The use of controlled transdermal delivery of acyclovir (ACV) in the treatment of cutaneous herpes simplex virus type 1 infections in hairless mice was investigated. Using an in vivo animal model (A. Gonsho, et al. Int. J. Pharm. 65:183-194 (1990)) made it possible to quantify both, the topical and the systemic antiviral efficacy of ACV transdermal patches as a function of the drug delivery rate of the patches. Drug delivery rates required to attain systemic efficacy were found to be higher than the rates required to attain the same magnitude of topical efficacy. The ACV concentrations in the basal cell layer of the epidermis for 50% topical efficacy and 50% systemic efficacy were estimated. The basal epidermis layer was considered to be the site of antiviral drug activity (skin target site). Systemic plasma levels were obtained from pharmacokinetic studies and were used to estimate the ACV concentration achieved systemically in the basal epidermis layer.
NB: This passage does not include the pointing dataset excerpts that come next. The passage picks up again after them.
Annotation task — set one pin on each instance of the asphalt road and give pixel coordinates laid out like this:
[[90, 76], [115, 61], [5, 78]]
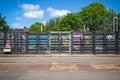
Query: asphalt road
[[59, 75], [80, 68], [59, 59]]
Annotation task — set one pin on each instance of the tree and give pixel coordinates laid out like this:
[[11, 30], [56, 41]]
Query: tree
[[93, 15], [70, 22], [52, 24], [36, 27], [3, 24]]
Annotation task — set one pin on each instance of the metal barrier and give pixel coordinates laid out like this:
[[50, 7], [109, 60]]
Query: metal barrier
[[61, 42]]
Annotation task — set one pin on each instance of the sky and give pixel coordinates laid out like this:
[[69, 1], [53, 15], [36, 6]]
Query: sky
[[20, 13]]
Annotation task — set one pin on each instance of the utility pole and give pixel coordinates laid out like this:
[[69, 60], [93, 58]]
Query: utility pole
[[115, 24]]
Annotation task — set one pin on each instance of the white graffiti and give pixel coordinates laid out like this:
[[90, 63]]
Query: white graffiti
[[99, 48], [110, 37]]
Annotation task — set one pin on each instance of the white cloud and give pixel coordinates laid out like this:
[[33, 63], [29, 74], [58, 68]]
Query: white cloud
[[33, 14], [17, 25], [30, 7], [18, 18], [56, 12], [32, 11]]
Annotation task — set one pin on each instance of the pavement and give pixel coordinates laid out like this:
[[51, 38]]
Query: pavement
[[59, 67], [30, 58], [60, 76]]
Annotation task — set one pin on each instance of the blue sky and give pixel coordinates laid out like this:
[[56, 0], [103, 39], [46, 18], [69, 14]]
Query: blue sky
[[20, 13]]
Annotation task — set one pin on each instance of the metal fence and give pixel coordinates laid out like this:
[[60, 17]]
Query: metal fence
[[61, 42]]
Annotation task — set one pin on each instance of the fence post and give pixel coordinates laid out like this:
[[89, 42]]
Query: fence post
[[93, 39], [71, 42], [116, 43], [105, 42], [26, 42]]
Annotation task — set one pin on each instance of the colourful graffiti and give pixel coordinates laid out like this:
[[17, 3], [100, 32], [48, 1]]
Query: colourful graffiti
[[77, 36]]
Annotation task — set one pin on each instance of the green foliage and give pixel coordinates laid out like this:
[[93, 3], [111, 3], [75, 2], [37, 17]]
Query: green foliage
[[118, 21], [52, 24], [36, 27], [70, 22], [3, 24], [93, 15]]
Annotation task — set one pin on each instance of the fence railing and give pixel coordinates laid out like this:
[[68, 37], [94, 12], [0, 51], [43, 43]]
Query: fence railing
[[61, 42]]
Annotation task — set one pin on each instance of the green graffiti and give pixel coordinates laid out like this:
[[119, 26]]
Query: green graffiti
[[31, 47]]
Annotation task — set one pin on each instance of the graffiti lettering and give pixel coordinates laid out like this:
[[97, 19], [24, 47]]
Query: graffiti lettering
[[110, 37], [99, 47]]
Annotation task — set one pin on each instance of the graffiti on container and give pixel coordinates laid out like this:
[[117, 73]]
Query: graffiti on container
[[31, 47], [110, 37], [54, 37], [21, 36], [10, 36], [99, 47], [43, 39], [1, 35], [88, 37], [65, 39], [88, 42], [77, 36]]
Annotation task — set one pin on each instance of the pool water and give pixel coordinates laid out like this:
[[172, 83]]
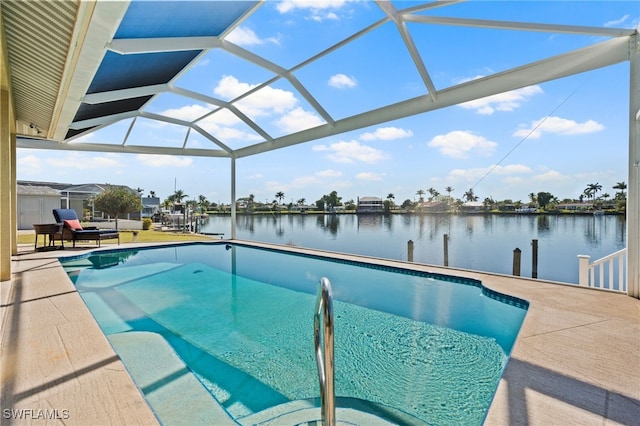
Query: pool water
[[241, 319]]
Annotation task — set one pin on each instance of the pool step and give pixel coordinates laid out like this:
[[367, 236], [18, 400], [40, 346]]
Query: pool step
[[172, 391], [349, 411]]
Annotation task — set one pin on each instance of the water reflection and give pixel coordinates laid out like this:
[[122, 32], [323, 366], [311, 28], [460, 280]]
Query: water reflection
[[482, 242], [544, 226], [329, 222]]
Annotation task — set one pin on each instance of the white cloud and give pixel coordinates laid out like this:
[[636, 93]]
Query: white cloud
[[298, 119], [329, 173], [351, 151], [459, 144], [551, 176], [82, 161], [616, 22], [29, 163], [342, 81], [369, 176], [243, 36], [386, 134], [507, 101], [187, 113], [474, 174], [320, 10], [164, 160], [557, 125], [290, 5], [266, 101]]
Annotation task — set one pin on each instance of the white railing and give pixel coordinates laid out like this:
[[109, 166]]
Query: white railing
[[607, 273]]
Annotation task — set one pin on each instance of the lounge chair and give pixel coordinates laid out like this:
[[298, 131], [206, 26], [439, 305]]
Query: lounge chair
[[73, 231]]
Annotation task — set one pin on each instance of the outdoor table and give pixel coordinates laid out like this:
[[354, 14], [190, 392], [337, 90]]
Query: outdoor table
[[52, 231]]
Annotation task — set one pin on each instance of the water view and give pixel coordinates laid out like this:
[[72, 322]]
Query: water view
[[479, 242]]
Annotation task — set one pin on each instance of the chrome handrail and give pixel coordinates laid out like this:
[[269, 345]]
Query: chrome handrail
[[324, 305]]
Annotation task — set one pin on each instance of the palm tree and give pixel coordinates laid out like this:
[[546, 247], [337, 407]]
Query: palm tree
[[433, 192], [470, 196], [621, 186], [449, 190], [178, 196], [594, 188]]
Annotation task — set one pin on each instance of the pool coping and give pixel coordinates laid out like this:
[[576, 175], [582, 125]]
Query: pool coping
[[576, 359]]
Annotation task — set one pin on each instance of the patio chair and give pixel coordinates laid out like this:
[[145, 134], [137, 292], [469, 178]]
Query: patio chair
[[73, 231]]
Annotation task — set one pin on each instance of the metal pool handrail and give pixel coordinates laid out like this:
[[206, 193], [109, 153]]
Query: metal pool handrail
[[324, 305]]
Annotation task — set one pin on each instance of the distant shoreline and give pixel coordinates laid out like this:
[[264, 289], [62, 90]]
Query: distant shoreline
[[397, 212]]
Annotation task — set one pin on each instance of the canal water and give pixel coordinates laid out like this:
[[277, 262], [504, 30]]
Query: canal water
[[479, 242]]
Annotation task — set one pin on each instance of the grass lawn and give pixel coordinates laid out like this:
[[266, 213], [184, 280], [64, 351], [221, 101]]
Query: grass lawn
[[149, 236]]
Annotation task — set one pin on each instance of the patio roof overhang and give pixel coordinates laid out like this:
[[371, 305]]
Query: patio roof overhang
[[75, 67]]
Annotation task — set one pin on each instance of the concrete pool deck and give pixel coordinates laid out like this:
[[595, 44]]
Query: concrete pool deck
[[576, 359]]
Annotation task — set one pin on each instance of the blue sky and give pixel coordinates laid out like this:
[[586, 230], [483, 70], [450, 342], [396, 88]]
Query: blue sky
[[556, 137]]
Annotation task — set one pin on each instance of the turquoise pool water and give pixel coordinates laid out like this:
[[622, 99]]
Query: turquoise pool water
[[241, 319]]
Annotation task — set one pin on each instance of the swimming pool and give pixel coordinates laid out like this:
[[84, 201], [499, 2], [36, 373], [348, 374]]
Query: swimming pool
[[410, 346]]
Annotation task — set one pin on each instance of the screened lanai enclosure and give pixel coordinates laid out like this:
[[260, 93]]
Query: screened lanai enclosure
[[88, 76]]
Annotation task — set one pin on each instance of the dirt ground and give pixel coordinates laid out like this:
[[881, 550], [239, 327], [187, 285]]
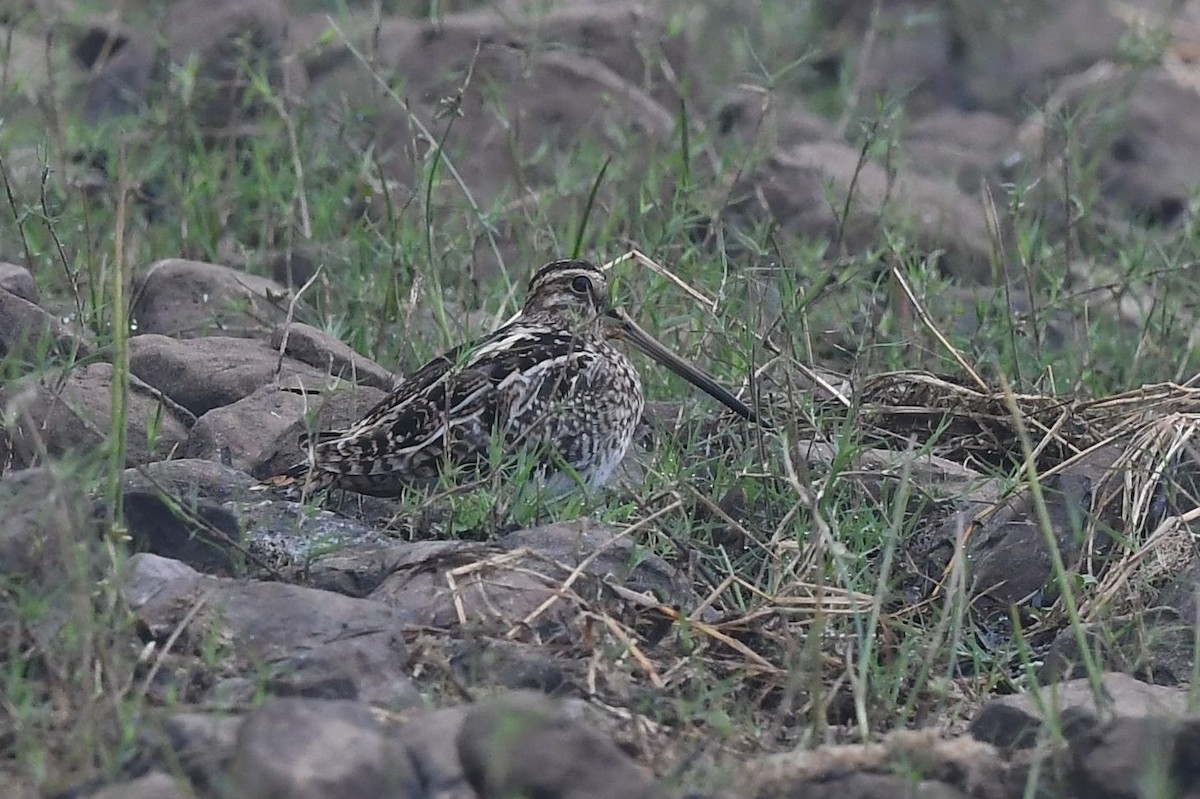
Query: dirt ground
[[564, 659]]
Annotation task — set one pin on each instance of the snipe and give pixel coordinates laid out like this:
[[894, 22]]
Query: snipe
[[550, 382]]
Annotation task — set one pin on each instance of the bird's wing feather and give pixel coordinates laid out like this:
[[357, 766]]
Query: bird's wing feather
[[455, 402]]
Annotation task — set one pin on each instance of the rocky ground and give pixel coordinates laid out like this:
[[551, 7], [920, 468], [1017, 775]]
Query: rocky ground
[[268, 648]]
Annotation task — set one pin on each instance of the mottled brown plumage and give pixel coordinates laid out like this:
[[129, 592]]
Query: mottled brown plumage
[[549, 382]]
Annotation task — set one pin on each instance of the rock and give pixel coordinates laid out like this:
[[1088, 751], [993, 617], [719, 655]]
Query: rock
[[233, 43], [1122, 758], [156, 785], [201, 533], [1156, 646], [187, 480], [904, 763], [1145, 144], [430, 743], [1015, 721], [190, 299], [295, 640], [252, 432], [607, 554], [150, 575], [793, 188], [228, 43], [358, 569], [24, 326], [120, 64], [71, 412], [241, 434], [310, 346], [964, 146], [45, 521], [558, 102], [913, 56], [507, 592], [1019, 60], [331, 410], [294, 541], [216, 371], [16, 786], [757, 119], [522, 744], [18, 281], [309, 749], [629, 38], [509, 664], [202, 745]]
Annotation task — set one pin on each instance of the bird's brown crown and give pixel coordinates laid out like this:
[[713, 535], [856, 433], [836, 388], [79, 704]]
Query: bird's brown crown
[[575, 289]]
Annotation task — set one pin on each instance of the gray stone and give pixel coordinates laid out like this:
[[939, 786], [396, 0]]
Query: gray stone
[[523, 745], [189, 299], [155, 785], [71, 412], [1018, 720], [25, 328], [335, 409], [216, 371], [18, 280], [300, 641], [190, 479], [201, 745], [198, 532], [430, 742], [1128, 758], [251, 432], [325, 353], [311, 749], [243, 433], [45, 518]]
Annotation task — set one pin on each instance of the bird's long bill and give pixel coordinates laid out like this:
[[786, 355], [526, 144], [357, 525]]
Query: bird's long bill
[[625, 328]]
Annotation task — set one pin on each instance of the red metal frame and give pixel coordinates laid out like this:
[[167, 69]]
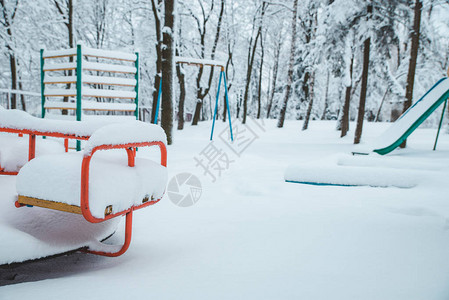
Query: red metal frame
[[84, 201]]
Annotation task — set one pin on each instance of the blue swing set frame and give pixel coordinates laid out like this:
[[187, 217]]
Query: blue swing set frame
[[222, 76]]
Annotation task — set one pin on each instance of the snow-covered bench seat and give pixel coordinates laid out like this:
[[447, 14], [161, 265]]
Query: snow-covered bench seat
[[99, 186], [113, 185]]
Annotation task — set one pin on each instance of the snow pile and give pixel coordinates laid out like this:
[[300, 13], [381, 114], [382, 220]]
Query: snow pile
[[376, 171], [111, 181], [125, 133]]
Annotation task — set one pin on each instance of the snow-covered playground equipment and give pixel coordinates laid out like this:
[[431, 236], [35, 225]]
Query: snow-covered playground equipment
[[202, 63], [355, 171], [99, 187], [83, 79]]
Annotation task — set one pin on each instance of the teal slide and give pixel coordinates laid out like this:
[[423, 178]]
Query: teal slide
[[412, 118]]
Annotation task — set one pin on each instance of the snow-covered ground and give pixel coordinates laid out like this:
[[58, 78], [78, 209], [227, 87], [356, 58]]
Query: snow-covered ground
[[253, 236]]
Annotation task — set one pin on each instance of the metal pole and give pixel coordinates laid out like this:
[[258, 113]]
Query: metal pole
[[136, 113], [227, 104], [216, 106], [79, 88], [439, 126], [158, 101]]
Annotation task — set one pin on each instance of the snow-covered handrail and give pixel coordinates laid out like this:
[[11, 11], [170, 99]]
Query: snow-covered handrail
[[90, 52], [22, 121], [199, 61], [132, 132]]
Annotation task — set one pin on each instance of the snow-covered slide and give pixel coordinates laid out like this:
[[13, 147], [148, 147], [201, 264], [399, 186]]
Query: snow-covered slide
[[412, 118]]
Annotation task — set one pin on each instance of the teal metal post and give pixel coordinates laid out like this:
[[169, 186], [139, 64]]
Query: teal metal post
[[42, 85], [79, 88], [158, 101], [227, 104], [439, 126], [216, 106], [136, 113]]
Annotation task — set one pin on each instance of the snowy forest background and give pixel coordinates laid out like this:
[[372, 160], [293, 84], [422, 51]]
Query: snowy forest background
[[254, 39]]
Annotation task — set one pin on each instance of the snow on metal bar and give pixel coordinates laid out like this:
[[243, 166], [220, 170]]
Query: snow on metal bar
[[199, 61], [19, 92], [93, 66], [124, 133], [108, 93], [59, 105], [59, 92], [59, 53], [59, 66], [59, 79], [109, 80], [92, 105], [17, 119], [109, 54], [87, 92]]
A computational model for drug permeation across skin was employed to estimate the ACV concentration achieved topically in the basal epidermis layer. Equal topical and systemic efficacies were found to correspond to equal drug concentrations at the site of antiviral activity. The length of the effective diffusion pathway of drug molecules in the dermis prior to entering the blood circulation was assumed to be approximately equal to 1/20 of the anatomical dermis thickness because of dermis vascularization.